The Effect of Coronary Artery Blood Flow

The heart has its own dedicated blood supply via a network of coronary arteries on its surface. These arteries supply oxygen and nutrients to the hard-working cardiac muscle tissue. Bright oxygenated blood flows through the coronary arteries, contributing to the redness of the outer surface of the heart. Blockages in these important arteries can starve areas of the heart of oxygen, leading to cardiac ischemia and heart attacks.

Other Contributing Factors

In addition to the major factors described above, other anatomical elements contribute subtly to the overall color of the heart:

  • Yellow adipose tissue around arteries and underneath the pericardium
  • The whiter-colored tendons anchoring the heart valves
  • Brown nerve fibers conducting signals
  • Clear serous fluid around the heart

The complex combination of all these anatomical elements gives the healthy human heart its characteristic reddish-brown hue.

Variation in Heart Color

While the healthy heart is generally some shade of reddish brown, there can be subtle variation in color between individuals. Factors that can affect heart color include:

Factor Effect on Color
Age Hearts can become more grayish with scar tissue as we age
Sex Women tend to have slightly redder hearts
Genetics Gene variants affect myoglobin levels
Physical fitness Athletic hearts may be darker red
Disease state Illness can cause paler or darker discoloration

However, despite some individual variation, the healthy human heart is remarkably consistent in its deep red-brown color.

What a Change in Color Could Indicate

Significant changes to the expected red-brown color of the heart may indicate an underlying problem.
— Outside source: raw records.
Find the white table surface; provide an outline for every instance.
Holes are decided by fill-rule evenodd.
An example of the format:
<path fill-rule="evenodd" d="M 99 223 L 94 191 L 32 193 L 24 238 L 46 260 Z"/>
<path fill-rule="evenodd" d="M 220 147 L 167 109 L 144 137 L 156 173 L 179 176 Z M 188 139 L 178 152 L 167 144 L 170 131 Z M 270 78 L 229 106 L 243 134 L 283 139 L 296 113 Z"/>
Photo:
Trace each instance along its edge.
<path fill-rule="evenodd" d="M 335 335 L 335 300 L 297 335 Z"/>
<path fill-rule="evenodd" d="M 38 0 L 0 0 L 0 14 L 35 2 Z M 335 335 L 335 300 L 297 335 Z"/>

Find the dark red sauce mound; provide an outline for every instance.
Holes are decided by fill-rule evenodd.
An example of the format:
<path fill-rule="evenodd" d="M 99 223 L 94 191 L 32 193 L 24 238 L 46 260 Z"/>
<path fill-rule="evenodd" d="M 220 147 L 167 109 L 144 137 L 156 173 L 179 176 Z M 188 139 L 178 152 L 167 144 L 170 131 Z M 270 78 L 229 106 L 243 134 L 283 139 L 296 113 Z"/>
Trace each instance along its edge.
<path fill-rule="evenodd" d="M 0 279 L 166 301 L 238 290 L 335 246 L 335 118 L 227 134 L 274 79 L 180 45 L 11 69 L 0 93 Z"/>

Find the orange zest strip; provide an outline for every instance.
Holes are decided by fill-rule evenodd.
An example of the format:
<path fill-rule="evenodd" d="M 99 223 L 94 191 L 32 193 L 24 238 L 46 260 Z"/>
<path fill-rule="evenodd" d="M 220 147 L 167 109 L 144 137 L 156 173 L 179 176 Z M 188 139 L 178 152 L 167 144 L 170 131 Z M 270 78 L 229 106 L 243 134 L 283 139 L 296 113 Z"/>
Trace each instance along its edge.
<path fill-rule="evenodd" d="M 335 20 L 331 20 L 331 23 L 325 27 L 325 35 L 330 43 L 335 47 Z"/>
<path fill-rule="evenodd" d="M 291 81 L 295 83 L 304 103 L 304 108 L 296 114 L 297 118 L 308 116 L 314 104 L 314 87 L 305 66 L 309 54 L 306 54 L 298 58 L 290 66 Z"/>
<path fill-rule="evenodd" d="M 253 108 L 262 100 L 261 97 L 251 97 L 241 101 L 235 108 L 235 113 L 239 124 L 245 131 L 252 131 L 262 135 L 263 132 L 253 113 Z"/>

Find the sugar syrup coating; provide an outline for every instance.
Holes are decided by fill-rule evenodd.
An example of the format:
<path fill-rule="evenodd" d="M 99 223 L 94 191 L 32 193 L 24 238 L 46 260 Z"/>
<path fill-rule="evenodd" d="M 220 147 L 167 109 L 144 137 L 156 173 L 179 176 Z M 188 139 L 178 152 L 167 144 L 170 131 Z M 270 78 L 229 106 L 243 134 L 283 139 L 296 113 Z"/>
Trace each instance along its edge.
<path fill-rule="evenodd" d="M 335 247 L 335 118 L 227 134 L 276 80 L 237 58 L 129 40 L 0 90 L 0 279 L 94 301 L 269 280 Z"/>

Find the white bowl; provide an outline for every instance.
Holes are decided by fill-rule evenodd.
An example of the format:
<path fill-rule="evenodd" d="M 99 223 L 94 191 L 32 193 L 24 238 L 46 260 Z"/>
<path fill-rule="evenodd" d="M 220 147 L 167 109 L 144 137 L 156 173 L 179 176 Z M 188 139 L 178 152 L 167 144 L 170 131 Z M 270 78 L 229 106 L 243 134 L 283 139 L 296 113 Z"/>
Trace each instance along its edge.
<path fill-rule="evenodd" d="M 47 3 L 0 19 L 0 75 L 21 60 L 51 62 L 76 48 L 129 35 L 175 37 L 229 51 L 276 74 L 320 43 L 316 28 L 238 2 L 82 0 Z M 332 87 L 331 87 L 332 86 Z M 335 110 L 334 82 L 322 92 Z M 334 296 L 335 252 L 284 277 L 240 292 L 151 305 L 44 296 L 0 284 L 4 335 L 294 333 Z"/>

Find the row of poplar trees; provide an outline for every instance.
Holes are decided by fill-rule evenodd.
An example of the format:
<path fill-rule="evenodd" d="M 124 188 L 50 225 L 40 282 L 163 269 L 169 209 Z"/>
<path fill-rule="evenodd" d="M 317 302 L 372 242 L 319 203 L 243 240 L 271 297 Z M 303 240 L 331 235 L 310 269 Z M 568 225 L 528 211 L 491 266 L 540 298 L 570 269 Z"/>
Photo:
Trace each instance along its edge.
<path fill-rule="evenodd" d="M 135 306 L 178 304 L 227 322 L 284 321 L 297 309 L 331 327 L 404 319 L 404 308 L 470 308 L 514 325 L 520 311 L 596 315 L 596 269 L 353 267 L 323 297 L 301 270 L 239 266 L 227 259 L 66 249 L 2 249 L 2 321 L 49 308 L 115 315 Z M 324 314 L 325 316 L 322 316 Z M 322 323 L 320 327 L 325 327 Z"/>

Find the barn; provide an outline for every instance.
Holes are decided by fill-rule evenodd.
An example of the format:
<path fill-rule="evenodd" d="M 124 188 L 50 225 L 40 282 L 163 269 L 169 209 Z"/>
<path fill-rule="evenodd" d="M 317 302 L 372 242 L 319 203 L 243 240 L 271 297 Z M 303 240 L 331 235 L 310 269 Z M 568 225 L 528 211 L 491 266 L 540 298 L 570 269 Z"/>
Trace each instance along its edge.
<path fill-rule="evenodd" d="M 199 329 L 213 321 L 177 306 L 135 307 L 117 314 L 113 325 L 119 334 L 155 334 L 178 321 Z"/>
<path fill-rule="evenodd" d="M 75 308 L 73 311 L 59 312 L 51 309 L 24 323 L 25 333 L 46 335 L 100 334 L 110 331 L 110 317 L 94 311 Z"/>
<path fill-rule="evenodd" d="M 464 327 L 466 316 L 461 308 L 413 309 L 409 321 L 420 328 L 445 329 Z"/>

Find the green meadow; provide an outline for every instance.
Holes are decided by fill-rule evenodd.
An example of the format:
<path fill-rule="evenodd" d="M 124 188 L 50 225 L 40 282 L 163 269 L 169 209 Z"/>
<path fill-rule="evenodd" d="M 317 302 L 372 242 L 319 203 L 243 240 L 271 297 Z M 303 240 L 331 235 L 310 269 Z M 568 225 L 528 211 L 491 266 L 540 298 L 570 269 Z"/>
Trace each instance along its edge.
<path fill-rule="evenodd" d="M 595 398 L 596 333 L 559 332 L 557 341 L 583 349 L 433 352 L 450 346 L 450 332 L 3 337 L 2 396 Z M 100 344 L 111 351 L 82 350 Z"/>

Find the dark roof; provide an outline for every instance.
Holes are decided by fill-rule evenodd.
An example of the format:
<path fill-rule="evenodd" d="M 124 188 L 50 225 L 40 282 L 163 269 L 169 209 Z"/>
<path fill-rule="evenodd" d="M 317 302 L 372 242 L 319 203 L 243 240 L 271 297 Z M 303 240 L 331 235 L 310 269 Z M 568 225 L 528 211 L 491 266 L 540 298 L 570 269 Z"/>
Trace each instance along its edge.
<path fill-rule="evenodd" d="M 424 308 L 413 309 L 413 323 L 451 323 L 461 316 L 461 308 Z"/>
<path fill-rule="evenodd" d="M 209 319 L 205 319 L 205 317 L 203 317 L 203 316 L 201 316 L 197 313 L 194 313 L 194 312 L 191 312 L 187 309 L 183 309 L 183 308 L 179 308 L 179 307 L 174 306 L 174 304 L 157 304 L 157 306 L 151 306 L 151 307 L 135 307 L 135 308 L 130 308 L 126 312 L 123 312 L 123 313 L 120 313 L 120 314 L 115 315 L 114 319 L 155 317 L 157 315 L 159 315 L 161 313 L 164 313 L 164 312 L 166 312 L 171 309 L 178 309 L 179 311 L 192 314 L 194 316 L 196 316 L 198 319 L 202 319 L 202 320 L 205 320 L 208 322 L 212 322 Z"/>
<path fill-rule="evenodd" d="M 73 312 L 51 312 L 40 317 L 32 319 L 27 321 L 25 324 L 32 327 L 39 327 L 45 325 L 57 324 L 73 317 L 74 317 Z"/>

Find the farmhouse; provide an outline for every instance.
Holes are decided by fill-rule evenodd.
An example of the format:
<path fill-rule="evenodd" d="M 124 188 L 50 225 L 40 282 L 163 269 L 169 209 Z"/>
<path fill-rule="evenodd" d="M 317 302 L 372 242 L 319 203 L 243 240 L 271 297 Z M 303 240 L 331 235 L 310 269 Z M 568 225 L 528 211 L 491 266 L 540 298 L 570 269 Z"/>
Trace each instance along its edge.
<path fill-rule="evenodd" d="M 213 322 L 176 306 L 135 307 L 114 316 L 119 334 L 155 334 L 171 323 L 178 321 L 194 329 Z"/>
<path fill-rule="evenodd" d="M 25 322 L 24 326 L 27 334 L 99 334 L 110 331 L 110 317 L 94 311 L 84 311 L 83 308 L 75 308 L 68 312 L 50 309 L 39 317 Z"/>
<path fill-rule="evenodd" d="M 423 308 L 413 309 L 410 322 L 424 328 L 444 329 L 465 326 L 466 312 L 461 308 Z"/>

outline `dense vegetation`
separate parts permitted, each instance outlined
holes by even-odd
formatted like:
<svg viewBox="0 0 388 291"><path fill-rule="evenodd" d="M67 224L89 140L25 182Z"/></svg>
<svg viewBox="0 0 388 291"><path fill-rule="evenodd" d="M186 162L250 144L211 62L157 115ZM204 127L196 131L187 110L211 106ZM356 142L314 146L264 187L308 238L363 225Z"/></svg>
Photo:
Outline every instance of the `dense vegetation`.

Here are some key conditions associated with color changes:

  • Cyanosis (blue color) – often indicates low oxygen levels in the blood or defects in the heart’s structure
  • Pale whitish color – can indicate severe anemia or ischemia
  • Yellowish fat deposits – suggest complications like diabetes or hyperlipidemia
  • Black spots – could be clots in the heart or melanin deposits
  • Bright red blood throughout – linked to increased oxygen use by inflamed heart tissues

In most people though, the heart maintains a healthy reddish-brown tone due to the high myoglobin content and oxygenated blood flowing through it. This consistent natural coloration is essential for normal cardiac function.


The human heart is truly an amazing organ. Its characteristic reddish-brown color provides key insights into its hard-working anatomy and critical function. This complex coloration arises from the iron-containing myoglobin in cardiac muscle fibers, oxygen-rich blood circulating through the heart’s chambers, and the network of coronary arteries on its surface. Subtle variations in color can occur but are normal. Significant shifts away from its natural tone could signify problems. But for the most part, the human heart beats on with its tell-tale red-brown hue, pulsating life through our bodies.